Gros bodycount ? Enfant à risque ? @melissaamneris débunke les délires mascus | BAS LES MASCUS
Résumé
Dans cette vidéo, Melissa Amneris de StreetPress déconstruit deux arguments récurrents des masculinistes (ou 'mascus') : l'idée que les hormones contenues dans les pilules contraceptives féminiseraient les hommes via l'eau du robinet, et la théorie selon laquelle le nombre de partenaires sexuels d'une femme (le 'body count') influencerait la stabilité de son mariage. Concernant le premier point, elle explique que les molécules d'œstrogènes présentes dans les pilules sont rejetées en quantités infinitésimales dans l'eau, sans impact sur les humains. Elle souligne que les principales sources d'œstrogènes dans l'environnement proviennent du bétail, et non des pilules. Sur le deuxième sujet, Melissa démonte une étude souvent citée par les masculinistes, montrant que l'augmentation du nombre de partenaires sexuels ne réduit pas nécessairement la fidélité, mais pourrait au contraire renforcer la lucidité des femmes dans leurs choix conjugaux. Elle met en lumière les biais de l'étude, notamment son origine conservatrice et religieuse, et critique l'interprétation simpliste des masculinistes.
Points clés
- ✓Les œstrogènes des pilules contraceptives ne féminisent pas les hommes via l'eau du robinet.

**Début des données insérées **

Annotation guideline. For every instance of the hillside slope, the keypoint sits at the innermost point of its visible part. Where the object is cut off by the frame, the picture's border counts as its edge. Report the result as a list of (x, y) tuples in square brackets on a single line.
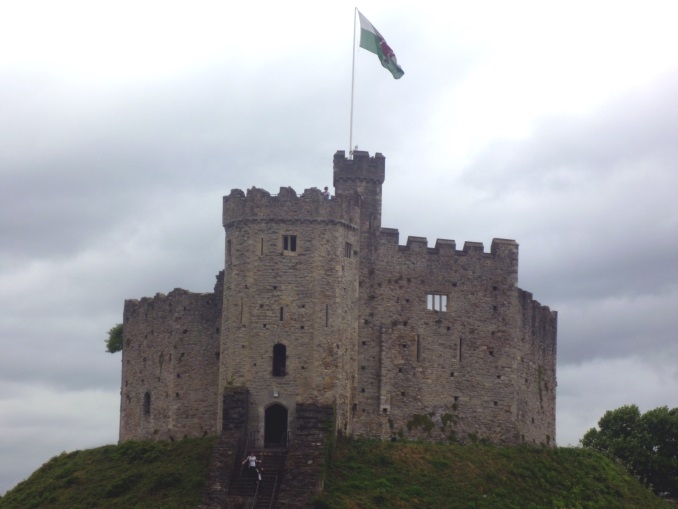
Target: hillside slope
[(363, 474), (368, 474), (131, 475)]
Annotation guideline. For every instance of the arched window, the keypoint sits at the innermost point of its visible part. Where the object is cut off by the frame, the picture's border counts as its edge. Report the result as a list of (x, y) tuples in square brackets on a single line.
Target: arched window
[(147, 403), (279, 359)]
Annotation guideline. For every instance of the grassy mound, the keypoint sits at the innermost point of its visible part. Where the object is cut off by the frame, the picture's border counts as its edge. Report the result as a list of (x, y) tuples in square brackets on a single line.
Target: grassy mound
[(369, 474), (363, 474), (131, 475)]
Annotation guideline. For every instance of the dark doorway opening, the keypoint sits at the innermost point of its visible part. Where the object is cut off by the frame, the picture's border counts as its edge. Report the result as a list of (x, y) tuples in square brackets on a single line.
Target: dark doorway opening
[(279, 359), (275, 426)]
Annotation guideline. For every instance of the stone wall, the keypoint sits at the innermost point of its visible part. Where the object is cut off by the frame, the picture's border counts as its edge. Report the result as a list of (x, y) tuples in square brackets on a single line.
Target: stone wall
[(170, 361), (452, 373), (362, 323), (302, 297)]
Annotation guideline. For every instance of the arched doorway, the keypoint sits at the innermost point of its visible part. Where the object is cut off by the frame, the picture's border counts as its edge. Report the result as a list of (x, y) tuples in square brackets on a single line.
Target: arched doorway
[(275, 426)]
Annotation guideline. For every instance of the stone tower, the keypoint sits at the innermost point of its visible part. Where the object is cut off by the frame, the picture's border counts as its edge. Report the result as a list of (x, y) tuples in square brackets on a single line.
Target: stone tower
[(319, 306)]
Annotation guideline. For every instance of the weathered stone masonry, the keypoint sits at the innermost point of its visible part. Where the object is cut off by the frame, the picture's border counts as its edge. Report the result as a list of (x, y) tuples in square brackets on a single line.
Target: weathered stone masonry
[(319, 305)]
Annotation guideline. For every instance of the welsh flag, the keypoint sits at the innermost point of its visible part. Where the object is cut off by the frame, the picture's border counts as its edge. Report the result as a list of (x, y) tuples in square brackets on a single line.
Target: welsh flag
[(371, 40)]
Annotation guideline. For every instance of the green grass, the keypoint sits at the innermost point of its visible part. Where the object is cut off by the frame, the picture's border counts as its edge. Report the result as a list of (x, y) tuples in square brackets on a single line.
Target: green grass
[(363, 475), (131, 475), (371, 474)]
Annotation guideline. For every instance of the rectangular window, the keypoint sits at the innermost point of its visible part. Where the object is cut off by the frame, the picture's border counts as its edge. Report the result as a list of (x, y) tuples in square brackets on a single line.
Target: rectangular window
[(436, 302), (290, 243)]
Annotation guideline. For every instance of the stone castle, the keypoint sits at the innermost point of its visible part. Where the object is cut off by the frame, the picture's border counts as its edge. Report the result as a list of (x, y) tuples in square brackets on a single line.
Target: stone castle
[(319, 306)]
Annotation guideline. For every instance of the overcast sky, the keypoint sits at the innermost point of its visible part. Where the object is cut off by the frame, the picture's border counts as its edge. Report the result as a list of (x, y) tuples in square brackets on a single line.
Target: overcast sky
[(122, 124)]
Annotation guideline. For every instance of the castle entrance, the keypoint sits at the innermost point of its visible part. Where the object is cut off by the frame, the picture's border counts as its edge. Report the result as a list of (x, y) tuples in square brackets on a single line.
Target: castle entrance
[(275, 426)]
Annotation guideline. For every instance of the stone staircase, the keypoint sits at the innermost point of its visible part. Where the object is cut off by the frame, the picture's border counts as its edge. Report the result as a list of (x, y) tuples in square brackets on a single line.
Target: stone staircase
[(261, 494)]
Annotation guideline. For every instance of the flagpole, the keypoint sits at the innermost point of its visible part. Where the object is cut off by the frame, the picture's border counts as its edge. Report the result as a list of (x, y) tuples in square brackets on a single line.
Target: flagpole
[(350, 130)]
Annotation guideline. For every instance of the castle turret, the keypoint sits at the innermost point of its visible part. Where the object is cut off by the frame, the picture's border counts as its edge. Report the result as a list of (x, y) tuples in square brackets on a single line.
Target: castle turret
[(289, 329), (363, 175)]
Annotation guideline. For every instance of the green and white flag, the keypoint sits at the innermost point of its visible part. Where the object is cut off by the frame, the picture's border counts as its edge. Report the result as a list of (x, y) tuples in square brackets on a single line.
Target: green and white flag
[(371, 40)]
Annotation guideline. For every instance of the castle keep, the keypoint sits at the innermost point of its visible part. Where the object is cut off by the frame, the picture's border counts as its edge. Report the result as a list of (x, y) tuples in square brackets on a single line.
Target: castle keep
[(320, 307)]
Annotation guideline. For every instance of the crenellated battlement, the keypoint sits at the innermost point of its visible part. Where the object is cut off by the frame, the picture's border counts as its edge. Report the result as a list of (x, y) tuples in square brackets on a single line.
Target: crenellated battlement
[(498, 248), (259, 204), (361, 167), (318, 304)]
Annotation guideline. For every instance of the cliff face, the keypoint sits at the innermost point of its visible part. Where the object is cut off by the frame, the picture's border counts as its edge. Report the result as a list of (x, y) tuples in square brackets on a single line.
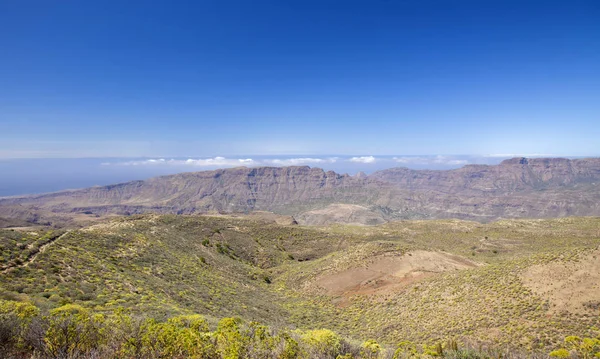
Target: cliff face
[(517, 187)]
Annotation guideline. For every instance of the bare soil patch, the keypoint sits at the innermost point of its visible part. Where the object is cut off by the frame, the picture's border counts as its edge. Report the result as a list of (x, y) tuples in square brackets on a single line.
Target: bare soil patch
[(387, 274), (569, 286)]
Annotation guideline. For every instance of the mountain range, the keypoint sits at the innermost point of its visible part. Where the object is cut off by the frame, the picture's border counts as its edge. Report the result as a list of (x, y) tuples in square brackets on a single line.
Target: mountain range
[(515, 188)]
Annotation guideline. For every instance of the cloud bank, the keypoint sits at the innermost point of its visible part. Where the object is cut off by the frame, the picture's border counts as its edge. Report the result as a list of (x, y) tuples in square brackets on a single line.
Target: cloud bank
[(363, 159), (224, 162), (435, 160)]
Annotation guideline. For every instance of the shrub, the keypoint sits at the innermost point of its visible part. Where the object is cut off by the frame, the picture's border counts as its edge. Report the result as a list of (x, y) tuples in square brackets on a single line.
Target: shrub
[(322, 342)]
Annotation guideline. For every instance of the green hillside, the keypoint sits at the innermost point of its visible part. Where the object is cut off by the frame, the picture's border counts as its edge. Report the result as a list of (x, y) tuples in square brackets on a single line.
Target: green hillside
[(503, 285)]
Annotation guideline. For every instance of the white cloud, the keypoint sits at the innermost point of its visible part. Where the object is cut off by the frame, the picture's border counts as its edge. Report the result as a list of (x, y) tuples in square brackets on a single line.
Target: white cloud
[(205, 162), (224, 162), (300, 161), (363, 159), (511, 155), (435, 160)]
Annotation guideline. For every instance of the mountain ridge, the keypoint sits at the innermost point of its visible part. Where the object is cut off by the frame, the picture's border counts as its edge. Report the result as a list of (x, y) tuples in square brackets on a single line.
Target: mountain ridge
[(518, 187)]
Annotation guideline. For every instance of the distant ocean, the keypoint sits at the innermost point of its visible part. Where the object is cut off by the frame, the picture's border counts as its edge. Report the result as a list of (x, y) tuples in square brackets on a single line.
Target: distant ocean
[(31, 176)]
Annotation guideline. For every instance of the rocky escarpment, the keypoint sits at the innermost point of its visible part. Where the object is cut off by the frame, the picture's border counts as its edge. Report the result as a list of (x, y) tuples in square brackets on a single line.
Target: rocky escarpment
[(517, 187)]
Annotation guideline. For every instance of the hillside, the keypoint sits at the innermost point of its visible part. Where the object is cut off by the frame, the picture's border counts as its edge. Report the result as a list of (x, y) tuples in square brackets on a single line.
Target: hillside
[(506, 283), (517, 188)]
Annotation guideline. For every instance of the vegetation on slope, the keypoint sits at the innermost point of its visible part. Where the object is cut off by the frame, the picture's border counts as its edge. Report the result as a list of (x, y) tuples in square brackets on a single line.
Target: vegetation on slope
[(168, 266)]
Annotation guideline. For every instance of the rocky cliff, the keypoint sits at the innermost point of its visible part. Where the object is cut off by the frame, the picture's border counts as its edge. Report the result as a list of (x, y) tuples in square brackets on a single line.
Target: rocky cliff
[(519, 187)]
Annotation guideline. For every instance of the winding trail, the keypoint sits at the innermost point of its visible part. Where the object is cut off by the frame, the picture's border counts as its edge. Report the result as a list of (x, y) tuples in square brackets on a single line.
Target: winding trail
[(31, 257)]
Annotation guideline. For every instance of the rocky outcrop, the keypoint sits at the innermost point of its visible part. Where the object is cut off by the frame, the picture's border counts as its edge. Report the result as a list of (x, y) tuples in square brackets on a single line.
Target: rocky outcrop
[(518, 187)]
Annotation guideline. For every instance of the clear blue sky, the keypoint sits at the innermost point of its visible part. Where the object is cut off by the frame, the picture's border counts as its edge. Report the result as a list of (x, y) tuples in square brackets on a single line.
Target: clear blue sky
[(371, 77)]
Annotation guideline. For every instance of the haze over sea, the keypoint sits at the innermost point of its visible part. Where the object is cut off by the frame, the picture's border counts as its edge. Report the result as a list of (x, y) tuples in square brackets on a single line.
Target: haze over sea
[(30, 176)]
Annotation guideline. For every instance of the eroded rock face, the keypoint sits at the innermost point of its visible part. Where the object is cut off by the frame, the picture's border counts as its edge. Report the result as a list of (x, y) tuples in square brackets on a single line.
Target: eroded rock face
[(519, 187)]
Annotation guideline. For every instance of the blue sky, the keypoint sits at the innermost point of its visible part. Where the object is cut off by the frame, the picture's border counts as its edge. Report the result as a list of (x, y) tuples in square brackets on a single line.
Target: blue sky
[(236, 78)]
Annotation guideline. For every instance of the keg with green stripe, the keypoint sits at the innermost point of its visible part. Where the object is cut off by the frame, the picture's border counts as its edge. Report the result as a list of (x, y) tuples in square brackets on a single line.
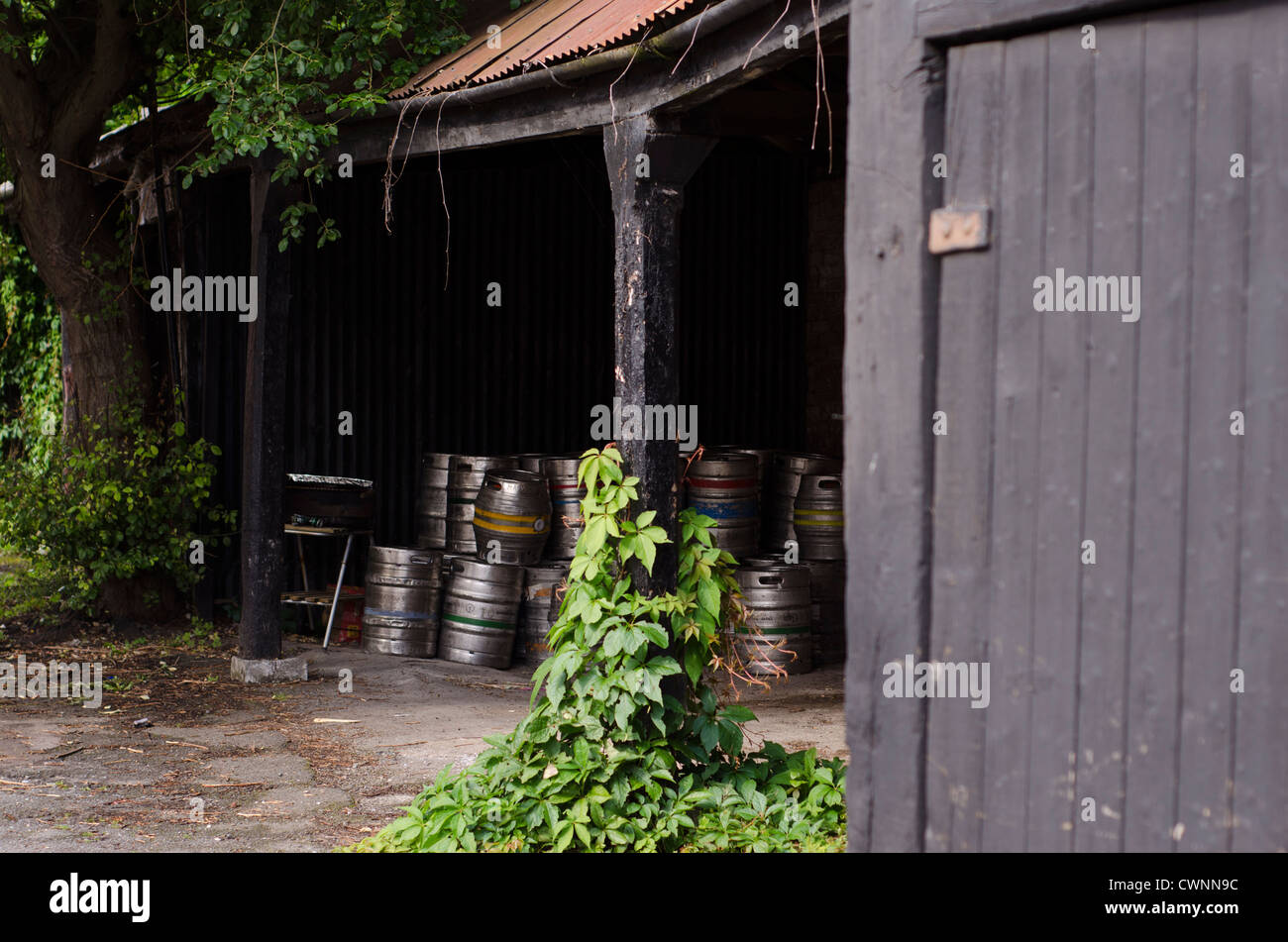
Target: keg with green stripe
[(539, 611), (400, 609), (724, 486), (777, 633), (785, 481), (511, 516), (464, 478), (432, 501), (481, 613), (566, 497), (819, 517)]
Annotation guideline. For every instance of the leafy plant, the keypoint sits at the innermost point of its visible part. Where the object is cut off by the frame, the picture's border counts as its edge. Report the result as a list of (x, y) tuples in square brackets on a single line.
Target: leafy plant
[(31, 389), (623, 748), (125, 499)]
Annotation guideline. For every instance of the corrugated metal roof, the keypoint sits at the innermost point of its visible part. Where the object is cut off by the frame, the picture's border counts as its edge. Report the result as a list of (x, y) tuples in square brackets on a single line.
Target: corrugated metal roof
[(542, 33)]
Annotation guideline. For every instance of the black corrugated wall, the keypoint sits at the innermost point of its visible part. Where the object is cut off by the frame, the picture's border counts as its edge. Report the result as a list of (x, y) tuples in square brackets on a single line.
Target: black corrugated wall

- ✓90% des œstrogènes dans l'environnement proviennent du bétail, contre seulement 1% des pilules.
- ✓L'exposition aux œstrogènes via l'eau est 82 fois inférieure à celle via la nourriture.
- ✓Le 'body count' des femmes ne détermine pas la durée de leur mariage.
- ✓L'étude citée par les masculinistes provient d'un think tank conservateur opposé au divorce.
- ✓Les femmes ayant eu plusieurs partenaires divorcent moins que celles ayant eu un seul partenaire.
- ✓Les masculinistes interprètent mal les données pour justifier des stéréotypes sexistes.
- ✓La masculinité toxique se manifeste notamment par l'abandon des enfants par les pères.
Conclusion
Melissa Amneris démontre que les arguments masculinistes sur les œstrogènes et le 'body count' sont basés sur des interprétations erronées et des études biaisées. Elle souligne que ces théories servent à maintenir des normes patriarcales et à justifier des comportements toxiques. Si les faits scientifiques sont clairs, il reste à comprendre pourquoi ces idées continuent de circuler et comment elles influencent les débats sociaux et politiques. La vidéo met en lumière l'importance de déconstruire ces discours pour promouvoir une société plus égalitaire.
🔍Analyse de la rédaction
Cette vidéo de StreetPress s'inscrit dans une tradition journalistique de déconstruction des discours réactionnaires et sexistes. En s'appuyant sur des données scientifiques et des analyses rigoureuses, Melissa Amneris expose les mécanismes de manipulation des masculinistes, qui utilisent des études partielles ou mal interprétées pour justifier leurs préjugés. Historiquement, ces arguments s'inscrivent dans un contexte de montée des mouvements antiféministes, qui cherchent à remettre en question les acquis des luttes pour l'égalité des sexes. Les implications politiques sont claires : ces discours influencent les débats sur les droits des femmes, les politiques familiales et la lutte contre les violences sexistes. En tant que journaliste d'investigation, StreetPress joue un rôle crucial en révélant les failles de ces théories et en offrant une contre-narration fondée sur les faits. Cette vidéo est un exemple frappant de journalisme engagé, qui ne se contente pas d'informer, mais qui prend position contre les injustices sociales.